Ação integrada fiscaliza maus-tratos contra animais em Aparecida

Por Rackel Vieira

30 de janeiro de 2020

Por Rackel Vieira

30 de janeiro de 2020


Foto: Wigor Vieira

Para combater os maus-tratos contra os animais no município, a Prefeitura de Aparecida de Goiânia, por meio da Secretaria Municipal do Meio Ambiente (SEMMA), vem realizando constantes fiscalizações. Na manhã desta quinta-feira, 30, uma ação integrada entre a SEMMA, Defesa Civil, Zoonoses, Guarda Civil Municipal (GCM), Policia Civil e a ONG Anjos Verdes, atendeu uma denúncia no setor Parque América.

Segundo o secretário de Meio Ambiente, Cláudio Everson, o objetivo foi averiguar a procedência da denúncia, orientando e notificando os responsáveis a tomar medidas cabíveis para coibir a prática de maus-tratos contra os animais, conforme estabelece a Lei Municipal 3.456, sancionada no dia 15 de fevereiro de 2019.

A legislação estabelece sanções e penalidades administrativas para as pessoas que cometem essas ações. “Desde que a lei entrou em vigor nossas equipes têm intensificado os trabalhos de fiscalização em combate às práticas de maus-tratos com os nossos bichos. Estamos atuando rotineiramente, cuidando e pedindo a ajuda da população na fiscalização em defesa dos animais”, destacou o secretário.

De acordo com a denúncia, cavalos usados em carrinhos de reciclagem, estavam recebendo maus-tratos pelos seus donos e sendo mortos à pauladas quando não atendiam mais as expectativas para os trabalhos. Ao chegar no local, as equipes constataram que os animais estavam saudáveis, mas vivendo em local proibido e em condições precárias. “Todos os quatro cavalos encontrados estão com boa hidratação, mas o local que estão vivendo é totalmente inapropriado, não contém nenhum abrigo, ficam expostos ao sol e chuva amarrados, além de comerem mal e não terem água para beber à vontade”, explicou o veterinário da Zoonoses de Aparecida, Fabrini Zacarias.
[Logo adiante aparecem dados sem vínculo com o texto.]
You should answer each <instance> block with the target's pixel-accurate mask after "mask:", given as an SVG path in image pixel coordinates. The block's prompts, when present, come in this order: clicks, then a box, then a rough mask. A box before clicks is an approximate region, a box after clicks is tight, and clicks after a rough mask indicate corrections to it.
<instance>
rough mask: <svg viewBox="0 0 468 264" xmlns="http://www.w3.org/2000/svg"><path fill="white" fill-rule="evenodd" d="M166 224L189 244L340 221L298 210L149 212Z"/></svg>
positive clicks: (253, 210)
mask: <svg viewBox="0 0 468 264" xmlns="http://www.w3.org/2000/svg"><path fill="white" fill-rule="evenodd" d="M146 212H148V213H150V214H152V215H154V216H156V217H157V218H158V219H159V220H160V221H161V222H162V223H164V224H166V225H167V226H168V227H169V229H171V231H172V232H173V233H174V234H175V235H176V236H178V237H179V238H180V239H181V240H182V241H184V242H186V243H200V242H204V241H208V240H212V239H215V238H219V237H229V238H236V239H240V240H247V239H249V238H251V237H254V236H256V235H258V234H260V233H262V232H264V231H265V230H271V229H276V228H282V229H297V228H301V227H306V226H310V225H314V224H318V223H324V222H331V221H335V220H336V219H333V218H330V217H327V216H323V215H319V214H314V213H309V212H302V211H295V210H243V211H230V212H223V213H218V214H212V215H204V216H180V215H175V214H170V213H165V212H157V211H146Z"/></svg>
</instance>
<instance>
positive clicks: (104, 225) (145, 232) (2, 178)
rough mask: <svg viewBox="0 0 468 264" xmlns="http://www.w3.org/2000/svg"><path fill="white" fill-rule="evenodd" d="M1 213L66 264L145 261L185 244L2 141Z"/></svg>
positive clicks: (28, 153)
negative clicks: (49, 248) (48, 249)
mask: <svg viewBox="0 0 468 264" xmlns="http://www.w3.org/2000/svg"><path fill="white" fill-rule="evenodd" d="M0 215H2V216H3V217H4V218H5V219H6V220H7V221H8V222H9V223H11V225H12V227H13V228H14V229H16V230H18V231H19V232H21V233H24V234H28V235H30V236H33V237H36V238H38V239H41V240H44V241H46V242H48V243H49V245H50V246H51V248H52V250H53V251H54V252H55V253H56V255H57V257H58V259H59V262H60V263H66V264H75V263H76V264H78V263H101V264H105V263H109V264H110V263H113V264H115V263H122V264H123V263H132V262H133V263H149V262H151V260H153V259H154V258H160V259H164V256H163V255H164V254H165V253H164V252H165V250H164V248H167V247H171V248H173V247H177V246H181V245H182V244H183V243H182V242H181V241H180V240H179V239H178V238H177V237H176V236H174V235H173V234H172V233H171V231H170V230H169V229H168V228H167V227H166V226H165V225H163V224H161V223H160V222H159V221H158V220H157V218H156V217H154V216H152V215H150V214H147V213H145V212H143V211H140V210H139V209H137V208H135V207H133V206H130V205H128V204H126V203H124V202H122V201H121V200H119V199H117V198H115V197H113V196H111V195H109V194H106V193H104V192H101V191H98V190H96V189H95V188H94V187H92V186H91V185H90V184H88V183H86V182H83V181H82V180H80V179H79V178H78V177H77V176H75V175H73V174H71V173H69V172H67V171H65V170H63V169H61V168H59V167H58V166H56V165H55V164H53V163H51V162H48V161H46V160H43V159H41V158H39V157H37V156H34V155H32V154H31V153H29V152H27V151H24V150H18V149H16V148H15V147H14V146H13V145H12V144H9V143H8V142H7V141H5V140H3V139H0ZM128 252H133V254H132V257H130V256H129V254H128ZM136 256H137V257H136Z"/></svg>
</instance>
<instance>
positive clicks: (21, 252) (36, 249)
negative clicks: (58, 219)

O proprietário dos cavalos foi notificado a retirar os animais do local e transferi-los para um ambiente mais propício. “Além de estarem dentro da área urbana, o que é proibido dentro da legislação vigente, a propriedade privada não pertence ao responsável dos animais. O responsável terá o prazo de quatro dias para fazer a transferência dos cavalos e os adequamentos necessários para a criação dos bichos”, reiterou o secretário da SEMMA, Cláudio Everson.